Parshas Mikeitz/Shabbos Chanukah/Rosh Chodesh Teves
December 12, 2015 – ל כסלו תשע”ו
At the beginning of the Parsha, Yosef is remembered by Pharaoh’s butler as an expert dream interpreter. Bereishis 41:14 then states, “So Pharaoh sent and called Joseph, and they rushed him from the dungeon, and he shaved and changed his clothes, and he came to Pharaoh.” On the word ויריצוהו (and they rushed him), Sforno comments that this was characteristic of all of G-d’s interventions when saving someone, that when G-d reverses a situation for the good, He does so in an instant. Sforno adds that it was the same in Egypt, the darkest moment of the Jewish people, when the Jews had sunk to the lowest level of impurity. There, just as with Yosef, G-d rushed the Jews out of slavery and to the highest pinnacle of being.
Hannukah also represents the possibility of G-d’s instant redemption and revelation of presence. When the Hasmoneans, war-weary but victorious, entered the desecrated temple and witnessed the desolation, they were struck with the hopelessness of the situation. Yes, they might have defeated the Syrian-Greeks, but was G-d with them? How could they start to rebuild? The restoration of hope came to them instantly, upon their finding of a single jug of pure oil. The light that came from that oil and miracle accompanying it instantaneously revealed to them the presence of G-d and its derivative hope, much as Yosef was taken from the darkness of the prison in a second.

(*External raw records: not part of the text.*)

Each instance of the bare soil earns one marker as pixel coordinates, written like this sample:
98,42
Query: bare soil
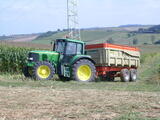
50,104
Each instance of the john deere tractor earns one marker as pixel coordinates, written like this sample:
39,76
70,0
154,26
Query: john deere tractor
67,60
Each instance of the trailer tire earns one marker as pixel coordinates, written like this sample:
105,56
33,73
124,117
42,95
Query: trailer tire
27,72
84,71
63,78
110,77
125,75
133,75
43,71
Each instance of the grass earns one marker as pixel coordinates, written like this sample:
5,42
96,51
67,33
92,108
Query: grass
134,116
147,81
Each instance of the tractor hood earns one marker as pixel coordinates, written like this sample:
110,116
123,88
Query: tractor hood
50,56
45,52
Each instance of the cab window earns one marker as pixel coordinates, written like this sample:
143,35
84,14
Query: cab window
79,48
71,48
59,47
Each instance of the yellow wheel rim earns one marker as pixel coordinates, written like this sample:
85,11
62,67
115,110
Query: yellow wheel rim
43,71
84,72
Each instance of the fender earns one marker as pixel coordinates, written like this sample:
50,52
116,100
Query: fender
79,57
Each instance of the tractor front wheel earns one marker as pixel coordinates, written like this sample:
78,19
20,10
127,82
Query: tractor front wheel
133,75
84,71
27,72
125,75
43,71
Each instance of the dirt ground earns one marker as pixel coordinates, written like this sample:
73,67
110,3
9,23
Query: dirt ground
50,104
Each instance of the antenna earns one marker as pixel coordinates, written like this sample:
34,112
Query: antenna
72,19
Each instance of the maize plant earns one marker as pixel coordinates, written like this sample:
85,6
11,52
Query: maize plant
12,59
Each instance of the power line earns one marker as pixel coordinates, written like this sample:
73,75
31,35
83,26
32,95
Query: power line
72,19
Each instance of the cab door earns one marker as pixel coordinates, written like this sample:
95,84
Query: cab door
72,49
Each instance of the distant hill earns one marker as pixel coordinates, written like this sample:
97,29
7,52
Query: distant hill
20,37
134,25
152,29
119,35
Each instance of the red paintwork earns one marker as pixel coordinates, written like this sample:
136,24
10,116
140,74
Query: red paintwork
107,45
103,70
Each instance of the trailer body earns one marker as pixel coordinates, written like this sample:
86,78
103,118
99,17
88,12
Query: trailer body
113,58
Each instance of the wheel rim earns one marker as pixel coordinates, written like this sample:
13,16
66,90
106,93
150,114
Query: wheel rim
43,71
84,72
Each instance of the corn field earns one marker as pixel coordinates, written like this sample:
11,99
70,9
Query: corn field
12,59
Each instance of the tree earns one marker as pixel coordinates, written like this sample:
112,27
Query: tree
153,38
129,35
135,41
110,40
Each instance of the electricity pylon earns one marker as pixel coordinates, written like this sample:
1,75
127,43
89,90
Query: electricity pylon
72,19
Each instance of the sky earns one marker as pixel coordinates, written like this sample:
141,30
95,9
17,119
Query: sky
34,16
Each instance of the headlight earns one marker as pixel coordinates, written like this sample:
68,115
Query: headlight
30,59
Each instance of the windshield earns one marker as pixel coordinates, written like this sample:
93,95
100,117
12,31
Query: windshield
59,47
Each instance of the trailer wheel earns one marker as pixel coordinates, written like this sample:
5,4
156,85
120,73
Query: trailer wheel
27,71
43,71
84,71
133,75
64,78
110,76
125,75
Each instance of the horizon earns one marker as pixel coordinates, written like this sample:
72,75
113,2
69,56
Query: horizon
130,25
38,16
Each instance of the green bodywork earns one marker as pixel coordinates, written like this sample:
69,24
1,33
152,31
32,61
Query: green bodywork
59,58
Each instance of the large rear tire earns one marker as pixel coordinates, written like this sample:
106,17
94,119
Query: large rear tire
27,72
84,71
43,71
125,75
133,75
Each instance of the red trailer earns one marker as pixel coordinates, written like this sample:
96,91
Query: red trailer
113,60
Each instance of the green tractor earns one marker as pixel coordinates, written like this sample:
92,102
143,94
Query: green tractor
67,60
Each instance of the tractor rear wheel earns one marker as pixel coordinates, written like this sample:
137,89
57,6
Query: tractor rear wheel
43,71
27,71
125,75
84,71
133,75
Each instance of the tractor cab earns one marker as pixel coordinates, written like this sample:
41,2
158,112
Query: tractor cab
69,47
67,59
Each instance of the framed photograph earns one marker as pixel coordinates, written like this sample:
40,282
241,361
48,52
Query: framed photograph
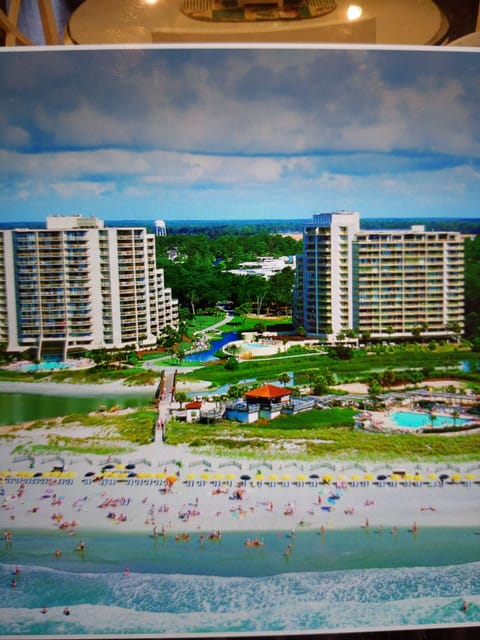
315,471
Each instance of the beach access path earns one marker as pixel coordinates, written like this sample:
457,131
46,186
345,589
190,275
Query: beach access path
201,505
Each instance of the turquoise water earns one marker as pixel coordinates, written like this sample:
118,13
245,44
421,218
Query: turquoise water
413,420
344,579
22,407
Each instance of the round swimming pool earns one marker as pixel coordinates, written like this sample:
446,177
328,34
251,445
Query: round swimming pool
415,420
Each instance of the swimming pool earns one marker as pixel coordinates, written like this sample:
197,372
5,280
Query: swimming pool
414,420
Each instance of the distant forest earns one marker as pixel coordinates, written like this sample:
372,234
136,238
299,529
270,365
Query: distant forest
199,279
214,228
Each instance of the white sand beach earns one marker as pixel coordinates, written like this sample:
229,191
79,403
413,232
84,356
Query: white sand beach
197,502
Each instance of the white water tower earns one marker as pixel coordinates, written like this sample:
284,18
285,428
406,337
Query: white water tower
160,228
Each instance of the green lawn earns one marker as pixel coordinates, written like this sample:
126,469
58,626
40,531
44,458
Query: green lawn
318,434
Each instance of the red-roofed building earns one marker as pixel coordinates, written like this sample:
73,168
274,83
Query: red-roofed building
268,393
266,401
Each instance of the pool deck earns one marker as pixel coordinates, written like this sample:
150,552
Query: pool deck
383,421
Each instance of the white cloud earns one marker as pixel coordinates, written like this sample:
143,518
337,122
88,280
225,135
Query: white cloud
81,189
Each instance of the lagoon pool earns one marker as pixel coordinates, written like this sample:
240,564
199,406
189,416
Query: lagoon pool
415,420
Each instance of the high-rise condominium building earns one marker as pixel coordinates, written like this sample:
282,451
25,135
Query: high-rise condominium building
387,284
77,285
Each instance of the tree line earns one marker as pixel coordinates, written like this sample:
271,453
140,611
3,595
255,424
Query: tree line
199,278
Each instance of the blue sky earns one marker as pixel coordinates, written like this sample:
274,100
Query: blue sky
195,134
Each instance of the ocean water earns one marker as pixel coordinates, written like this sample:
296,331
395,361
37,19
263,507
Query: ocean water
341,580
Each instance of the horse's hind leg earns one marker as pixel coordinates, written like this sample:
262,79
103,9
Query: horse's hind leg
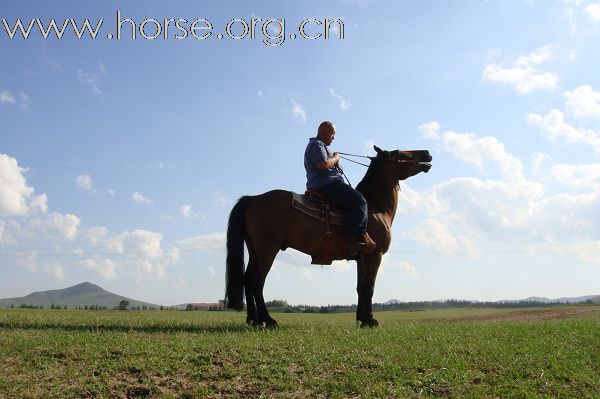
250,277
266,259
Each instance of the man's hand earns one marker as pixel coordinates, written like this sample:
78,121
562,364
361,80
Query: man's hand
330,162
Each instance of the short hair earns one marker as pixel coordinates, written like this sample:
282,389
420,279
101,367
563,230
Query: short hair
324,125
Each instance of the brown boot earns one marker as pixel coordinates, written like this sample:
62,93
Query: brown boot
367,244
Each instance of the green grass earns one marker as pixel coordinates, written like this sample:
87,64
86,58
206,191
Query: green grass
458,353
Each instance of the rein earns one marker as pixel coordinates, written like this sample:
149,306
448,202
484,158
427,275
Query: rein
353,155
339,168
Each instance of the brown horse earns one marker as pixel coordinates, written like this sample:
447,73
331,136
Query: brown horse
267,224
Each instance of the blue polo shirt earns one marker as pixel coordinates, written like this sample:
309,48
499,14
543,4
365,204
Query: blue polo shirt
317,152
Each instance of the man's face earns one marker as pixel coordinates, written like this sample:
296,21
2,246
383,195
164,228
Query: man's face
328,135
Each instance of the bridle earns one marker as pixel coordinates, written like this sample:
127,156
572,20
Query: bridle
353,155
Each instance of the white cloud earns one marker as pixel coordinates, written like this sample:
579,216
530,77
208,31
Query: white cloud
207,243
140,199
186,212
56,271
57,226
24,101
408,268
93,78
96,234
583,102
538,160
436,235
139,251
104,267
343,103
593,11
84,182
14,192
141,243
221,198
430,130
553,126
27,260
470,216
298,110
486,153
523,73
579,176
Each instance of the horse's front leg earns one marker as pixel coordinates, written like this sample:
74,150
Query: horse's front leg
366,275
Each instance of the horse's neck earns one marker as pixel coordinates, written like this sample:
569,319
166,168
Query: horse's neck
381,196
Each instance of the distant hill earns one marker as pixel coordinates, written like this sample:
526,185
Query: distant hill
78,295
577,299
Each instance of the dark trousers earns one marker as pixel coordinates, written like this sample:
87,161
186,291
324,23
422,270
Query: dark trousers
352,201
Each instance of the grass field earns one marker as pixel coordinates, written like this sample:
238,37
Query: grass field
463,353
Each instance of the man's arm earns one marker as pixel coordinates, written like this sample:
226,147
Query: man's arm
329,162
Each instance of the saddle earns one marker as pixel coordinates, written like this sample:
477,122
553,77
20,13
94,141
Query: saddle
313,204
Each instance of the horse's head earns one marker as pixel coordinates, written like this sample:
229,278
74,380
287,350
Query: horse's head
403,164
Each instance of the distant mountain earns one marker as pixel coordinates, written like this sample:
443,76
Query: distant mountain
78,295
577,299
392,302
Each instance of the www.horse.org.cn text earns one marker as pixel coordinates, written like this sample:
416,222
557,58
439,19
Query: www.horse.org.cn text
271,32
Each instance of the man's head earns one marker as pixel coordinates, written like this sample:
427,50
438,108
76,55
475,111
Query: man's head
326,132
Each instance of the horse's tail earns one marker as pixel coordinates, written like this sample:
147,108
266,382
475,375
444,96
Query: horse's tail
234,275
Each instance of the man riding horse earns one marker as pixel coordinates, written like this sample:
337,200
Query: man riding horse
323,175
268,223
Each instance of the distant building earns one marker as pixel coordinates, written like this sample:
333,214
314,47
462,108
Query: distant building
206,306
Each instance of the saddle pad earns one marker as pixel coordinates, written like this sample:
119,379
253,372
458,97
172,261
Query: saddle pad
315,209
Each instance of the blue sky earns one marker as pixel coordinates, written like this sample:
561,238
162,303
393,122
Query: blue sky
120,160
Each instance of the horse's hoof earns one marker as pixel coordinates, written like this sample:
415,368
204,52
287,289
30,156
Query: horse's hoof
271,323
369,323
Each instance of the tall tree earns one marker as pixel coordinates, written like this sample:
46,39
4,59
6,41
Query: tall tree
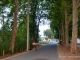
15,26
28,25
76,4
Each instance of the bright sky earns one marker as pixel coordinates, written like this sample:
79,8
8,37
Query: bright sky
42,28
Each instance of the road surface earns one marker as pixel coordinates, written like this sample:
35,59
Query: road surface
48,52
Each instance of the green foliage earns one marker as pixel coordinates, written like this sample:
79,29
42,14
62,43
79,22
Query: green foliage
48,33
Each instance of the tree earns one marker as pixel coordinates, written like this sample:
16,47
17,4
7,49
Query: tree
48,33
76,4
15,27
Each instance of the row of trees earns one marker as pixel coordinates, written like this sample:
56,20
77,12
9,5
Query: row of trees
64,16
15,29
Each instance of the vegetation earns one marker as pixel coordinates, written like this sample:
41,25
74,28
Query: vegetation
20,22
48,33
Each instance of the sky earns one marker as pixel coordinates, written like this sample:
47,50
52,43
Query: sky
42,28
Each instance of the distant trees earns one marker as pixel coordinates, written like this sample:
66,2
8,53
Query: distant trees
48,33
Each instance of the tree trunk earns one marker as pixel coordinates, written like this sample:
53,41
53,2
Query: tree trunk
28,46
15,27
75,28
63,41
66,29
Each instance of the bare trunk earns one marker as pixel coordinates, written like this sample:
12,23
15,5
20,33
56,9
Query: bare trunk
28,46
63,41
75,28
66,29
15,27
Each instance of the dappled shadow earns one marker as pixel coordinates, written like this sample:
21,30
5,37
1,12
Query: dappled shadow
41,59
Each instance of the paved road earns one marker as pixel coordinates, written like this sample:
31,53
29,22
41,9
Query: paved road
48,52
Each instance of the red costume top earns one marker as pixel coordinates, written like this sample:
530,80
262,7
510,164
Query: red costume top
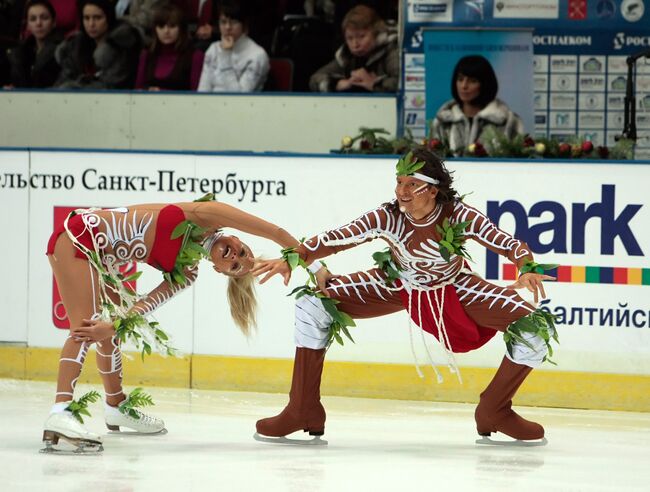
120,233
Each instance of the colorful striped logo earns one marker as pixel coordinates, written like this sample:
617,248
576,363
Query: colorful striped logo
590,275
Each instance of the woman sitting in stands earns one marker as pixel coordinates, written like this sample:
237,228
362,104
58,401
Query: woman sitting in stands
475,107
103,55
236,63
32,62
170,63
368,61
85,254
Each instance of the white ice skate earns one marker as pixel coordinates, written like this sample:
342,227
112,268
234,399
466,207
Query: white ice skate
486,440
143,424
62,425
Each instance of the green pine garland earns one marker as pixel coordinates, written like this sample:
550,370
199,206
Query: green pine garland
340,320
137,398
190,252
533,267
80,407
408,165
539,322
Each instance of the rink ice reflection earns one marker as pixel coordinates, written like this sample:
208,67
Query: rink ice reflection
373,445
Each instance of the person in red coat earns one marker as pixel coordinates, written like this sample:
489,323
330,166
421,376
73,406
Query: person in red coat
170,63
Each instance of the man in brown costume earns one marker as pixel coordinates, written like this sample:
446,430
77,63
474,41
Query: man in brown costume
437,288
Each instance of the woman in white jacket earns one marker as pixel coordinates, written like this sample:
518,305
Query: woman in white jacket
461,121
236,63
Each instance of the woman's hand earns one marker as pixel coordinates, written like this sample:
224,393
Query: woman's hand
270,268
92,331
532,282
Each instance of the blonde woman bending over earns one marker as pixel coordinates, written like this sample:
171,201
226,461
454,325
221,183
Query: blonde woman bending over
85,254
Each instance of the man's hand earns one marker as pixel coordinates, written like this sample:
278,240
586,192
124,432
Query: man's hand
532,282
92,331
272,267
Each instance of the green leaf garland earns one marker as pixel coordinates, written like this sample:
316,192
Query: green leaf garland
408,165
539,322
533,267
340,320
137,398
80,407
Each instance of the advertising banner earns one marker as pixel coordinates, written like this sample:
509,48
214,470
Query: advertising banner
592,222
580,72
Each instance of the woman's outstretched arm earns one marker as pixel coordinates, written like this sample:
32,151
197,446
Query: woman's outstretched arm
216,215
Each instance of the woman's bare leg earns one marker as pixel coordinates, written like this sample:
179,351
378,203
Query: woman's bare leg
78,288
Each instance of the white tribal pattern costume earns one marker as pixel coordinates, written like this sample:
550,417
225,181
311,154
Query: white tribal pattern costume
472,309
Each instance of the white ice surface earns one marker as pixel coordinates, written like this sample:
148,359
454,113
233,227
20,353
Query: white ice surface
374,445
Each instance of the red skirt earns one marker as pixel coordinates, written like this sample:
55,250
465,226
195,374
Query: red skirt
463,333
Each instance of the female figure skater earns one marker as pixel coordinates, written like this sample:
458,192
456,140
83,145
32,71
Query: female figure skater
84,254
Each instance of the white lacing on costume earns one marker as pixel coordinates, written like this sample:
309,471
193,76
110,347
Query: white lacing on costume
115,356
125,238
164,293
423,268
482,228
369,282
498,294
81,357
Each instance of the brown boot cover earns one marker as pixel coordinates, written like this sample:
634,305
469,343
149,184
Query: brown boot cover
494,412
304,410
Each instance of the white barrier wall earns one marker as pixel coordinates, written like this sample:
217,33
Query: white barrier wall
188,121
579,214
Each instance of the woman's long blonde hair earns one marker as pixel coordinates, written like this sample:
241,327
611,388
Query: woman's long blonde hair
243,302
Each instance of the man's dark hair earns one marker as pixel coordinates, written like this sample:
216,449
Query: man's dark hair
44,3
434,167
477,67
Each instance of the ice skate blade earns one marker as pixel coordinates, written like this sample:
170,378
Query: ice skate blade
485,440
116,430
316,441
82,447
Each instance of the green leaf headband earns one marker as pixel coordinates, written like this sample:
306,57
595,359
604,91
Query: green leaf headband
409,165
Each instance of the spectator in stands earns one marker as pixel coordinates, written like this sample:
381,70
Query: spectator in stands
236,63
11,13
170,63
32,62
475,107
202,19
103,55
67,19
140,13
368,61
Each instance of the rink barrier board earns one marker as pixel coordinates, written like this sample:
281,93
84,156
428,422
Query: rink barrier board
564,389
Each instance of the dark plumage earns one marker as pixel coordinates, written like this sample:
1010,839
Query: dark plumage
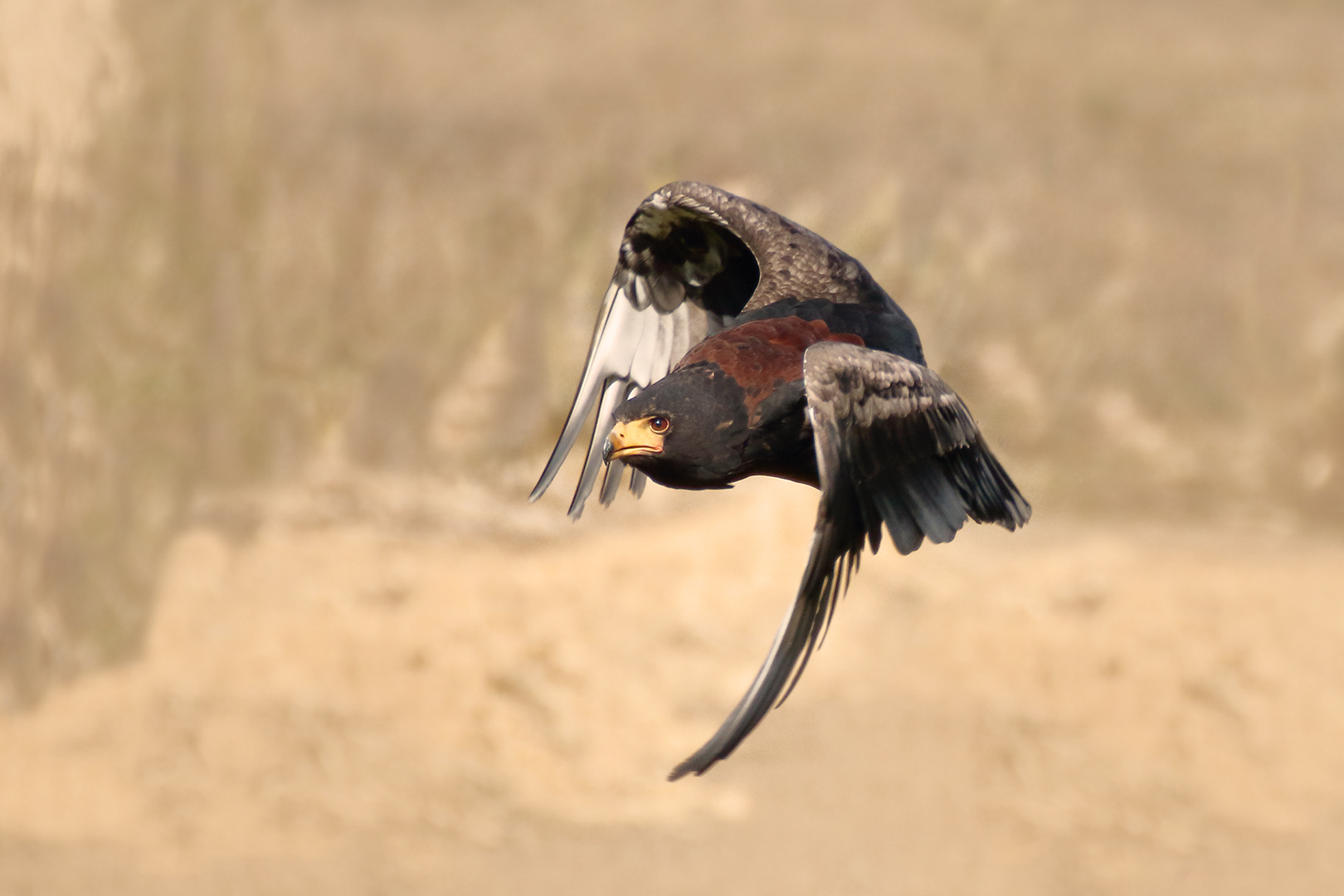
735,343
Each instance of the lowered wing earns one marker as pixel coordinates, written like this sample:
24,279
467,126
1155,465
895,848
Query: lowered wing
894,446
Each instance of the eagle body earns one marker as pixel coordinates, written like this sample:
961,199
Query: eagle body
735,343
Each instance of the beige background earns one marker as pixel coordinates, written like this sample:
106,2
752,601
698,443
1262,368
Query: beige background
293,299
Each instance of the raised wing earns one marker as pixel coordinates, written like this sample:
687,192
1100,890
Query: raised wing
693,258
894,446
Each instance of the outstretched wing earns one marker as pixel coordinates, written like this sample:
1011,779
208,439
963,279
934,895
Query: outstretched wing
894,446
693,258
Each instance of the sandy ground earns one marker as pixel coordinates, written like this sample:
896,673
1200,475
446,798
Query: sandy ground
368,687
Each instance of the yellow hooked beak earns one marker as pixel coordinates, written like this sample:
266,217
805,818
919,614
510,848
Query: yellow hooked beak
636,437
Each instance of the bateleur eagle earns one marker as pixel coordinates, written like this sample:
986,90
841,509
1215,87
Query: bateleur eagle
735,343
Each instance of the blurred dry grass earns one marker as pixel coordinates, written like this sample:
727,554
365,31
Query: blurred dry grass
240,238
1121,230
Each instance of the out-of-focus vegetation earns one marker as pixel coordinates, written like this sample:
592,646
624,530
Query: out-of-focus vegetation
305,223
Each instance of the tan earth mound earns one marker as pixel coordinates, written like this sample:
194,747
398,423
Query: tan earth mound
407,666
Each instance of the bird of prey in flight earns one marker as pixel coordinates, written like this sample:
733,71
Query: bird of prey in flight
735,343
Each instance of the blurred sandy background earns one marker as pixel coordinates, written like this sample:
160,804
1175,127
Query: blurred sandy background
293,296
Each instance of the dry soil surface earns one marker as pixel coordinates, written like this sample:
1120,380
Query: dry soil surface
401,687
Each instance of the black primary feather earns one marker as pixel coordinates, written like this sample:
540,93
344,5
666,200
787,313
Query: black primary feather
893,444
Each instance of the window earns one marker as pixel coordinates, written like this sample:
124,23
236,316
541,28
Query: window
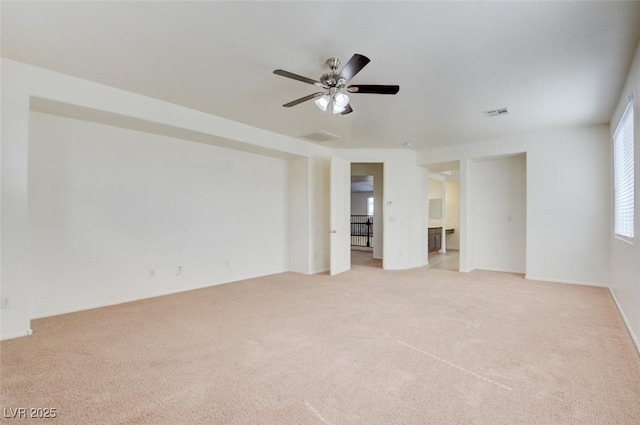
623,175
369,206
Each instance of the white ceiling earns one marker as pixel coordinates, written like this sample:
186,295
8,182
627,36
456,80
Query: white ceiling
553,64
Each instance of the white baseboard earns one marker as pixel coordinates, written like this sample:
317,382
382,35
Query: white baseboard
16,335
569,282
625,320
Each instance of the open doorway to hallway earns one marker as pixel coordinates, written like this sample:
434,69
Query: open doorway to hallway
366,214
443,233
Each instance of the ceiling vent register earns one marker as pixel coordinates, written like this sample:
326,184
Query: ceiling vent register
321,136
497,112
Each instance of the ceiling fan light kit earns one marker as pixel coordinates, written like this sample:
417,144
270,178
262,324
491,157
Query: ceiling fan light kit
335,97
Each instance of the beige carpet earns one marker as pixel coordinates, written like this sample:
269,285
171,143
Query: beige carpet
421,346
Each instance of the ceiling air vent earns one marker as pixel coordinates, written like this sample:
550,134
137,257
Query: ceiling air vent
321,136
496,112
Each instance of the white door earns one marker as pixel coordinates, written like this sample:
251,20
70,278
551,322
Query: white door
340,207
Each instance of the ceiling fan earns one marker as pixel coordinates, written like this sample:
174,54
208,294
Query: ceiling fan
335,96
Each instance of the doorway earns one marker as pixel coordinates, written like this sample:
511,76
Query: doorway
366,214
443,229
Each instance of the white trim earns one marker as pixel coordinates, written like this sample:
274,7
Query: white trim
92,306
17,335
625,320
568,282
320,270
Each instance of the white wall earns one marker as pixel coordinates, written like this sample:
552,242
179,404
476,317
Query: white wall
497,214
299,215
25,87
359,202
568,208
109,207
625,276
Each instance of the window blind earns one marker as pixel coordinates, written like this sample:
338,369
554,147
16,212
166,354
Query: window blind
623,170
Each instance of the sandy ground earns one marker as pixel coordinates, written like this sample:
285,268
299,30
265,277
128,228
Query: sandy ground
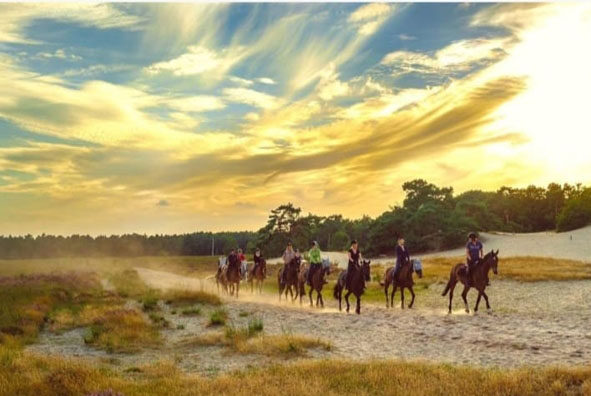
543,323
574,245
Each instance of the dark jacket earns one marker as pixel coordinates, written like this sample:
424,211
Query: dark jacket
402,255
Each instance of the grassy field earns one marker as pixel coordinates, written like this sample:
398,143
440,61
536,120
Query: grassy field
24,374
63,294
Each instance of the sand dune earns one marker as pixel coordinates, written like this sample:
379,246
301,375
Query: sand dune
574,245
543,323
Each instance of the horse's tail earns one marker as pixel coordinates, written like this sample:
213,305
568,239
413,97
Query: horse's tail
452,276
337,289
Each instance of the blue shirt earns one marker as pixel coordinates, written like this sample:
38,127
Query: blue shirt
474,250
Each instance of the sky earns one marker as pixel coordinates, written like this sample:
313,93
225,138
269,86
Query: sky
172,118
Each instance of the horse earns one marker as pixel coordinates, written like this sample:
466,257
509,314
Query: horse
291,278
317,283
301,286
479,274
220,279
233,278
403,280
259,276
360,275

We ought to bear this in mind for our own lives as well. Whenever everything appears dark and absent of G-d’s presence, and no hope seems left, we can think back to Hannukah, and to Yosef emerging from captivity. When light is created, the darkness immediately disappears, dispelled by the light. We can realize that G-d can change around a situation for the good instantly and reveal his presence and light. Just because we have been caught in a negative circumstance for a long time, it doesn’t mean that we cannot be rushed from it with G-d’s help.